Re: [PATCH 1/2] asm-generic/io: Pass result on inX() accessor to __io_par()

From: Palmer Dabbelt
Date: Wed Feb 13 2019 - 16:57:56 EST

On Wed, 13 Feb 2019 12:59:28 PST (-0800), Arnd Bergmann wrote:
On Wed, Feb 13, 2019 at 6:46 PM Will Deacon <will.deacon@xxxxxxx> wrote:

On Tue, Feb 12, 2019 at 12:55:17PM +0100, Arnd Bergmann wrote:

> For all I can see, this should not conflict with the usage of the
> same macros on RISC-V, though it does make add a significant
> difference, so I'd like to see an Ack from the RISC-V folks as
> well (added to Cc), or possibly a change to arch/riscv/include/asm/io.h
> to do a corresponding change.

Thanks, the original patches didn't make it through my filters.

There's already a comment in that header which says that the accesses are
ordered wrt timer reads, so I don't think anything needs to change there.
For consistency with the macro arguments, I could augment their __io_par to
take the read value as an unused argument, if that's what you mean?

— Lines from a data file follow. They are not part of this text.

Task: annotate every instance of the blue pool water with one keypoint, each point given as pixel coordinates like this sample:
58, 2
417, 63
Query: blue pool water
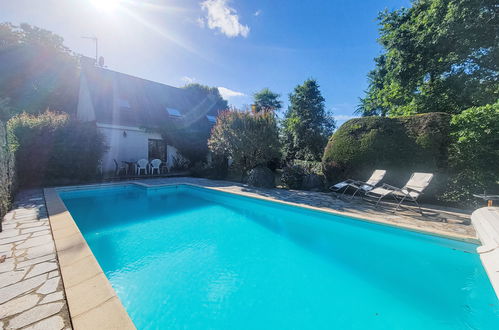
184, 257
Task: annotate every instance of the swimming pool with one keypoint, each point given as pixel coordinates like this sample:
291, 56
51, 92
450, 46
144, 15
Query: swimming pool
194, 258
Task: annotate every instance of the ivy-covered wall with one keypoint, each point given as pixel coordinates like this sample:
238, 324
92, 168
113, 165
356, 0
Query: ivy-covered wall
6, 172
400, 145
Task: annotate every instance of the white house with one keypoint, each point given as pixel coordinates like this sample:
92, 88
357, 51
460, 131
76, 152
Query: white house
129, 110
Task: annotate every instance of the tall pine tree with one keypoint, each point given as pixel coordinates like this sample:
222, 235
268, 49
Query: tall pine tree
307, 125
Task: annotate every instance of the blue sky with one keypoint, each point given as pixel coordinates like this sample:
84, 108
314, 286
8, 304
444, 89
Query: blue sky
239, 46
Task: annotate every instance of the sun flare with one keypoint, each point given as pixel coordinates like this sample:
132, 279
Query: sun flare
106, 5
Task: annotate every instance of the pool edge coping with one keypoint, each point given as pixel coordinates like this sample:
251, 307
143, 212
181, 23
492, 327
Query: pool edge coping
92, 301
106, 307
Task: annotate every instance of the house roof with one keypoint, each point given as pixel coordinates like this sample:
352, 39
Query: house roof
140, 102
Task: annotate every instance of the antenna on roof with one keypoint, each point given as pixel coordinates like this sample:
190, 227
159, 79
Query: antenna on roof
94, 38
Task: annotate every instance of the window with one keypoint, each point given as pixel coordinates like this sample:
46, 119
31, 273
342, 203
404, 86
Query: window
173, 113
211, 119
157, 149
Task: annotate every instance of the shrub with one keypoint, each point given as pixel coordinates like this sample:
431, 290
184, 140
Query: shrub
52, 149
261, 176
248, 139
401, 145
216, 169
474, 154
311, 167
313, 182
292, 177
180, 163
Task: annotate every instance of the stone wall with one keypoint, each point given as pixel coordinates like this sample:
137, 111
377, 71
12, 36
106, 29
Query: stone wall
6, 172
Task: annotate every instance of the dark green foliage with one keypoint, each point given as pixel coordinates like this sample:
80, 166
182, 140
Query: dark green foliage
37, 71
249, 139
52, 149
474, 154
400, 145
261, 176
440, 56
6, 172
292, 177
266, 100
309, 166
217, 169
307, 125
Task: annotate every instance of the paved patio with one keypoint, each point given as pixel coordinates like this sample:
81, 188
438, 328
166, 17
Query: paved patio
31, 290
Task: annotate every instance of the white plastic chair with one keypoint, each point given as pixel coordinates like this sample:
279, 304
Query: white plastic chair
155, 164
141, 166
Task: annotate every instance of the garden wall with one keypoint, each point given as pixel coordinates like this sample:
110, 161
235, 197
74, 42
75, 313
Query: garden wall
6, 172
401, 145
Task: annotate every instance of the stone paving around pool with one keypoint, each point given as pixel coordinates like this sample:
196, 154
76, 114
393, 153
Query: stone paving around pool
32, 295
31, 290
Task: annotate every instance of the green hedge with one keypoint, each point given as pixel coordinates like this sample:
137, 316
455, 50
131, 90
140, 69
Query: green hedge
51, 149
6, 173
401, 145
474, 155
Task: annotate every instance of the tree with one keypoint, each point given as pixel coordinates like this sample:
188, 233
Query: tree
208, 98
38, 72
307, 125
266, 100
249, 139
474, 154
440, 56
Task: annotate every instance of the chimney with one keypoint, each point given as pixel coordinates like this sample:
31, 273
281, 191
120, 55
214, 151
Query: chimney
86, 62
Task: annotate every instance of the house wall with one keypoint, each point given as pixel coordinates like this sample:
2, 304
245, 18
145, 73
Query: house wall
131, 147
85, 109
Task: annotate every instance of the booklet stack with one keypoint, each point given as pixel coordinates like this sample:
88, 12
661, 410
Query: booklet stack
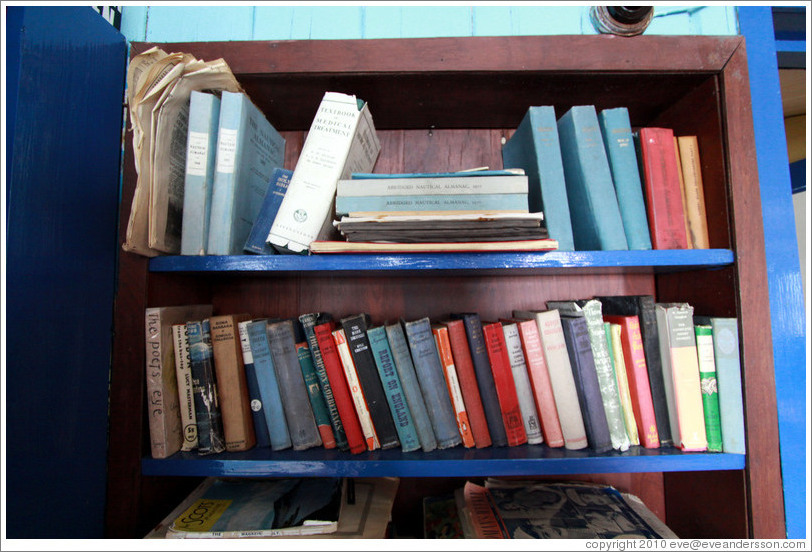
477, 210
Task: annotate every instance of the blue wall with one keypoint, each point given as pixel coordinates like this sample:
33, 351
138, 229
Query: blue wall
198, 23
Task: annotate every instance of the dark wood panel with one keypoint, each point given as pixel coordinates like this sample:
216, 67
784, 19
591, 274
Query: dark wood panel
714, 508
761, 420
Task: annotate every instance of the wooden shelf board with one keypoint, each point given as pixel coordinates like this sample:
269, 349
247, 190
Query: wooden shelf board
656, 261
457, 462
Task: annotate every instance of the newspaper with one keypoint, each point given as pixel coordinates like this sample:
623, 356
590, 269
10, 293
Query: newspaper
158, 90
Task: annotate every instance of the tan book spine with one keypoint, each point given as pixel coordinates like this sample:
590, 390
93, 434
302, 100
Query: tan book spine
232, 387
183, 370
694, 194
682, 190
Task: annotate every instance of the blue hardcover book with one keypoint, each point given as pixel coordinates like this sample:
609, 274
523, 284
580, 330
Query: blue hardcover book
210, 438
579, 349
257, 239
398, 406
309, 321
432, 382
596, 221
729, 381
268, 386
257, 410
484, 377
201, 149
248, 149
304, 433
411, 387
535, 148
616, 129
514, 203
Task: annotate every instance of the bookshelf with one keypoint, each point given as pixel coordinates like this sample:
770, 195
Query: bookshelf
445, 104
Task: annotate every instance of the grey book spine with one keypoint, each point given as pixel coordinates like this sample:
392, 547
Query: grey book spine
299, 414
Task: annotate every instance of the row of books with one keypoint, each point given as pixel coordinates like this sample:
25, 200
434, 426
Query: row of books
211, 178
290, 508
512, 509
580, 374
603, 185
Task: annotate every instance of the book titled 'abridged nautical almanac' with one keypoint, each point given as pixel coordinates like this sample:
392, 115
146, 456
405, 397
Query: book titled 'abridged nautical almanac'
341, 141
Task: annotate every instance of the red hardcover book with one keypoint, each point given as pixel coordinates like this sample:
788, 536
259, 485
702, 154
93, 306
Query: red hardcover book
453, 383
503, 379
637, 374
664, 204
540, 382
338, 383
468, 383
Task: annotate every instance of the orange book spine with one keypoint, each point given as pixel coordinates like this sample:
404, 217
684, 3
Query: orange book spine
637, 374
468, 382
453, 385
356, 391
505, 387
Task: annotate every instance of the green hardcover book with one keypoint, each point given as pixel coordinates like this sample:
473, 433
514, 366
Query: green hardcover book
708, 386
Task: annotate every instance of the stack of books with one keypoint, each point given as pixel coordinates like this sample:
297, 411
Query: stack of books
605, 184
606, 373
476, 210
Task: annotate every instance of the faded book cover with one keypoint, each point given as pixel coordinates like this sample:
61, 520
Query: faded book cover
210, 438
356, 391
163, 401
232, 386
183, 369
452, 383
505, 387
540, 382
299, 414
561, 376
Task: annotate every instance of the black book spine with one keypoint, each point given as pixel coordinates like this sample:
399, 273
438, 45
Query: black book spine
484, 377
576, 335
651, 346
309, 321
642, 306
295, 401
207, 409
355, 329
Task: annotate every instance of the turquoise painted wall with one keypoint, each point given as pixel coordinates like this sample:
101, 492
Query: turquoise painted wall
203, 23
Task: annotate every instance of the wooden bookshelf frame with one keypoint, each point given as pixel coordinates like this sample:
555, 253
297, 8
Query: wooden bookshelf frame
444, 104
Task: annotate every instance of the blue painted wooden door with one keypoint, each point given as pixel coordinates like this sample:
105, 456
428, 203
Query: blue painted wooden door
65, 85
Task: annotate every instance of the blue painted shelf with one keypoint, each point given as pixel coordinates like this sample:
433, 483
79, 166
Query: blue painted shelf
481, 263
525, 460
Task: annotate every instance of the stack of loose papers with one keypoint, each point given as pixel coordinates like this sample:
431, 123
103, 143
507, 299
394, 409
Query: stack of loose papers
478, 210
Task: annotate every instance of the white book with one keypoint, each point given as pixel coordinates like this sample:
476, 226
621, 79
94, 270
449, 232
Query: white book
357, 393
341, 140
561, 378
518, 366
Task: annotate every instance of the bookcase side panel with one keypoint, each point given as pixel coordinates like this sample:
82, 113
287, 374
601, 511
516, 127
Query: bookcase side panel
758, 380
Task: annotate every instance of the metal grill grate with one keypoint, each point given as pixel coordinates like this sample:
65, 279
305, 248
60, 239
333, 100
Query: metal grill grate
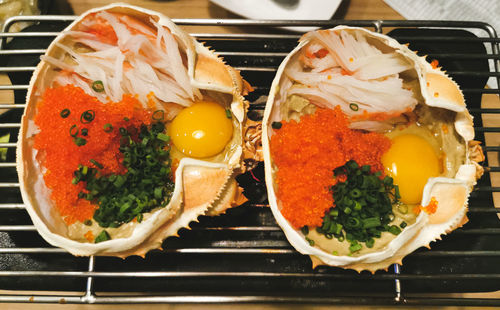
243, 256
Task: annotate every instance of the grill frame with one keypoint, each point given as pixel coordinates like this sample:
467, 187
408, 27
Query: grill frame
397, 296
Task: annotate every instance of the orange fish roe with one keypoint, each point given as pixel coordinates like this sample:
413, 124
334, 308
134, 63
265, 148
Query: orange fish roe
307, 152
431, 208
59, 154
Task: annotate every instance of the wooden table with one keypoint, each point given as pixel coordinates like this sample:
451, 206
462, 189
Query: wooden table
352, 10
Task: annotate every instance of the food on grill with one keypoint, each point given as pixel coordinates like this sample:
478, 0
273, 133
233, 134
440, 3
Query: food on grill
132, 130
368, 149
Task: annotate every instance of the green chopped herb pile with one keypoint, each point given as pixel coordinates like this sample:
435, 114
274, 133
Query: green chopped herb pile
363, 206
146, 185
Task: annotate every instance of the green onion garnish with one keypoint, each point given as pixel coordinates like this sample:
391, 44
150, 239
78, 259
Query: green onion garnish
355, 247
96, 163
73, 131
147, 184
103, 236
65, 113
87, 116
276, 125
163, 137
311, 242
107, 127
394, 230
98, 86
80, 141
158, 115
363, 206
305, 230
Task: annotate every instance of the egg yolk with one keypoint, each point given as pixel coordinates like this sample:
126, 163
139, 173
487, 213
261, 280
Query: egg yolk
201, 130
410, 161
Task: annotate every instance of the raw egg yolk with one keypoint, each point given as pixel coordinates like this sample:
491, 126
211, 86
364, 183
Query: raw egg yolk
201, 130
410, 161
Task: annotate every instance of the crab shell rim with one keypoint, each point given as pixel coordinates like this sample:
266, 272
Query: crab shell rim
463, 126
234, 85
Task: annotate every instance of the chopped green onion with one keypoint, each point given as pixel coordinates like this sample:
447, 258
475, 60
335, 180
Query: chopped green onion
103, 236
96, 163
355, 247
394, 230
363, 206
120, 180
87, 116
403, 208
98, 86
371, 222
163, 137
80, 141
107, 127
73, 131
305, 230
158, 115
65, 113
354, 106
311, 242
276, 125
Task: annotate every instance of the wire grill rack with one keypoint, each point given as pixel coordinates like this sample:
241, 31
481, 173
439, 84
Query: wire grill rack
243, 256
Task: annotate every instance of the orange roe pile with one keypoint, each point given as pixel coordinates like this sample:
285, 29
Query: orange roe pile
431, 208
59, 154
307, 152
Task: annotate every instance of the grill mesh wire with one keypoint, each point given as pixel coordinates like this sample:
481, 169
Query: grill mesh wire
243, 256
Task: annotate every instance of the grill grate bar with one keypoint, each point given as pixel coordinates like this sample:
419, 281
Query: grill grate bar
179, 299
244, 247
249, 274
269, 251
7, 145
12, 206
16, 69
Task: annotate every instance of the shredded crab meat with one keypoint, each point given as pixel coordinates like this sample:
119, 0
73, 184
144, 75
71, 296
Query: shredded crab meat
141, 60
341, 69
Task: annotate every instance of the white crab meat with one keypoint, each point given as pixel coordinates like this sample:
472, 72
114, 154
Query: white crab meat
381, 86
161, 65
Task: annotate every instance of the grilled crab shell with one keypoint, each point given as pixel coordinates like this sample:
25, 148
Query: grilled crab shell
451, 193
201, 187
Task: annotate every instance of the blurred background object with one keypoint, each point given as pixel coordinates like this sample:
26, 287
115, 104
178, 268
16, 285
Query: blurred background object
9, 8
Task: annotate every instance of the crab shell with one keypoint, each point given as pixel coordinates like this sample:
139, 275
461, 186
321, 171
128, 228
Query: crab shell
201, 187
451, 193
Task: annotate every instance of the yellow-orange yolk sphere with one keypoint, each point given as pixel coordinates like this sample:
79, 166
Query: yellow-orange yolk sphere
201, 130
411, 161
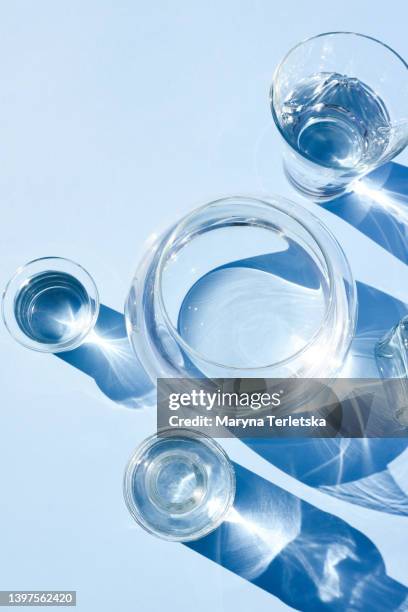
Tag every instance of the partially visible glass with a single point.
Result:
(392, 360)
(50, 305)
(179, 485)
(340, 101)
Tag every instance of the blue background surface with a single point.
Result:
(115, 119)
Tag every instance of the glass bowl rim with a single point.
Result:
(278, 203)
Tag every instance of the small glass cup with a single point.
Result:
(243, 288)
(179, 485)
(50, 305)
(340, 101)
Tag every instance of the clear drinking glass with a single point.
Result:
(340, 101)
(179, 485)
(50, 305)
(243, 287)
(392, 360)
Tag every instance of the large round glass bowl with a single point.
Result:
(179, 485)
(243, 287)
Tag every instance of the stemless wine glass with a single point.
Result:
(243, 287)
(340, 101)
(50, 305)
(179, 485)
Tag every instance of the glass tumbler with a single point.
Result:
(340, 101)
(243, 287)
(50, 305)
(179, 485)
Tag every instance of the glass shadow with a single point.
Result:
(107, 356)
(378, 207)
(309, 559)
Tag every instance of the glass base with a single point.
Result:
(179, 485)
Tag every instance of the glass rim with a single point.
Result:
(277, 202)
(304, 42)
(137, 457)
(9, 292)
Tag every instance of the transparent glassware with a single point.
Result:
(392, 360)
(179, 485)
(50, 305)
(340, 102)
(243, 287)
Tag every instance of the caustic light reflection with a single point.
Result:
(256, 536)
(382, 199)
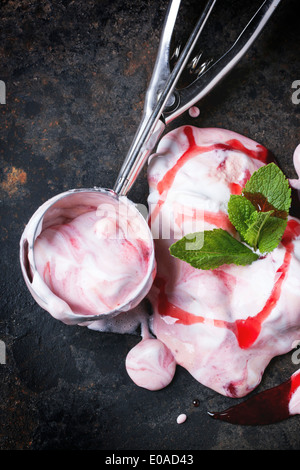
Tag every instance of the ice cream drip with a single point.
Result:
(223, 326)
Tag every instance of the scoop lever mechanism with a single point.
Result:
(163, 103)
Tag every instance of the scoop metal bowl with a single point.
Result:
(162, 104)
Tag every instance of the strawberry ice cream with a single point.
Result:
(225, 325)
(93, 257)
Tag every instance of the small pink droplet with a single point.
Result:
(194, 111)
(181, 418)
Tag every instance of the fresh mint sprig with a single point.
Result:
(259, 215)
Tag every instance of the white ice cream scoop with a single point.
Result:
(64, 212)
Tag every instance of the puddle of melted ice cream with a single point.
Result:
(223, 326)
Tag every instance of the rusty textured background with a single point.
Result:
(75, 74)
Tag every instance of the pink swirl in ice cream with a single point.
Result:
(94, 256)
(224, 326)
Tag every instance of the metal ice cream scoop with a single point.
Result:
(163, 103)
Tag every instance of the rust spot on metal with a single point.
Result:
(14, 178)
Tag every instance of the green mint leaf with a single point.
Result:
(268, 189)
(240, 210)
(211, 249)
(256, 225)
(271, 234)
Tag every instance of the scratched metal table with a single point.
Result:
(75, 75)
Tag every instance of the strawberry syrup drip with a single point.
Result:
(166, 182)
(272, 405)
(248, 330)
(267, 407)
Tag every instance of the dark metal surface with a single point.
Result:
(75, 75)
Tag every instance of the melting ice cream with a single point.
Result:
(223, 326)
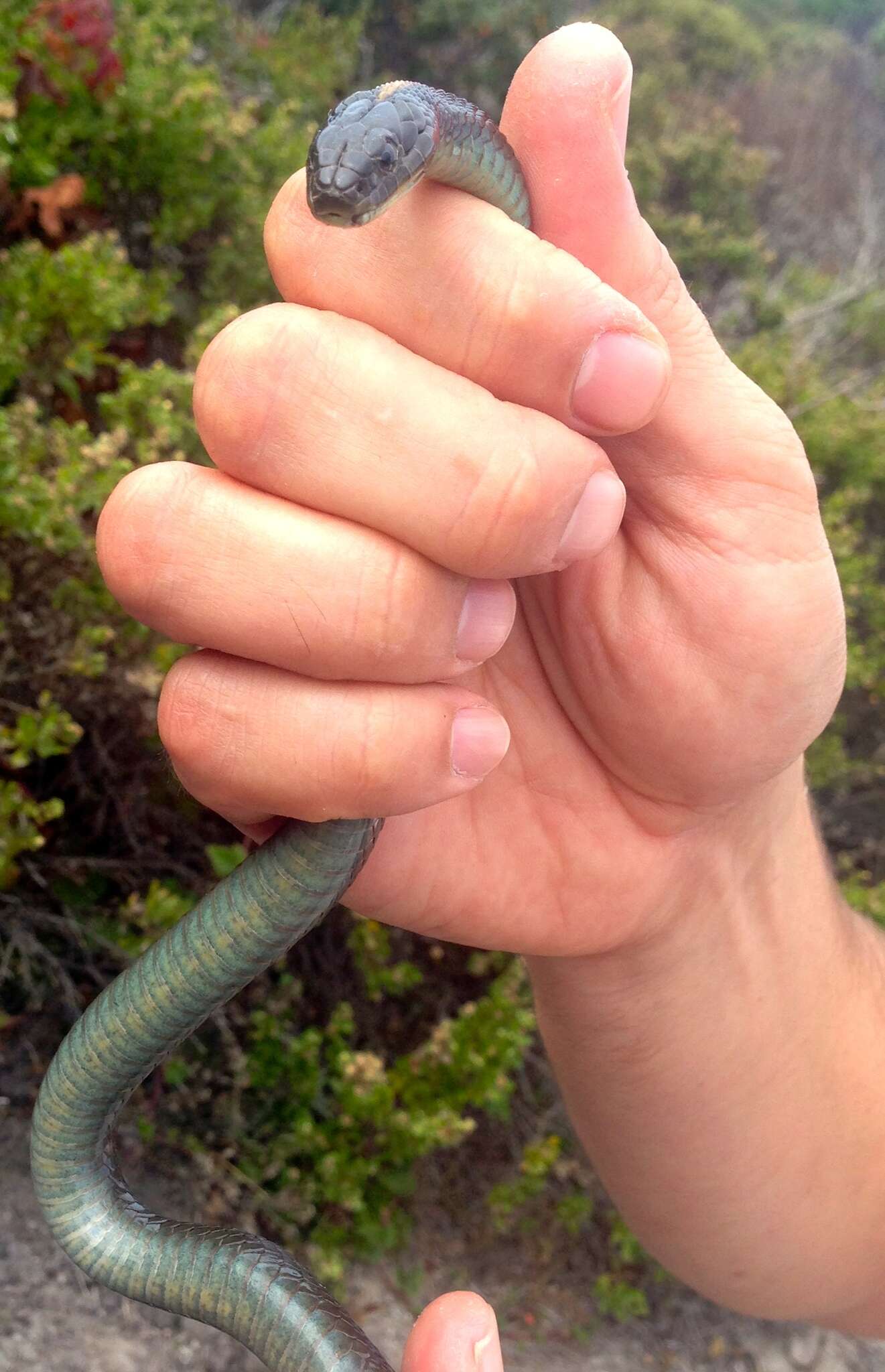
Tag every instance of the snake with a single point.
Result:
(375, 146)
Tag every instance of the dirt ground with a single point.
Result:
(54, 1320)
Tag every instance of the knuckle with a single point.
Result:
(136, 525)
(393, 611)
(231, 387)
(663, 295)
(501, 508)
(199, 724)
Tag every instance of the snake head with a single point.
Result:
(374, 147)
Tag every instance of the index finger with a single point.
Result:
(454, 280)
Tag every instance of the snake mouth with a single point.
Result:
(331, 209)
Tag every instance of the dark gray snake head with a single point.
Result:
(374, 147)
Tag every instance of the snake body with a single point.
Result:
(375, 146)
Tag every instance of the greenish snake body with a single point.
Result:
(375, 146)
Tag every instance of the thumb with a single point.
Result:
(458, 1332)
(567, 119)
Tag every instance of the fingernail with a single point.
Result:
(596, 519)
(479, 741)
(486, 620)
(488, 1352)
(620, 382)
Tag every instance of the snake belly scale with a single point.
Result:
(375, 146)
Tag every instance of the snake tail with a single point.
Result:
(241, 1283)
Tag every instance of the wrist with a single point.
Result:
(758, 865)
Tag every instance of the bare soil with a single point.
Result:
(51, 1318)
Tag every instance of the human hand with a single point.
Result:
(407, 423)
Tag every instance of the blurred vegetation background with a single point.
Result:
(140, 146)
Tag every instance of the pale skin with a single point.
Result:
(409, 424)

FWIW, we don't really have a way to mandate this in the ISA yet as there's no formal model for either CSR orderings or the IO memory space.
Yes, that's what I meant, I should have been clearer there.

That sounds reasonable to me. It looks like we can also go ahead and delete a bunch of arch/riscv/include/asm/io.h now that this stuff is in asm-generic, which would cause us to actually start using these things. I didn't know this had all been moved to asm-generic otherwise I would have cleaned this up earlier.

I think this should do it, but this does bring up a bit of an issue: the RISC-V versions of reads and friends put barriers outside the loop, while the asm-generic version don't. What are these actually supposed to do?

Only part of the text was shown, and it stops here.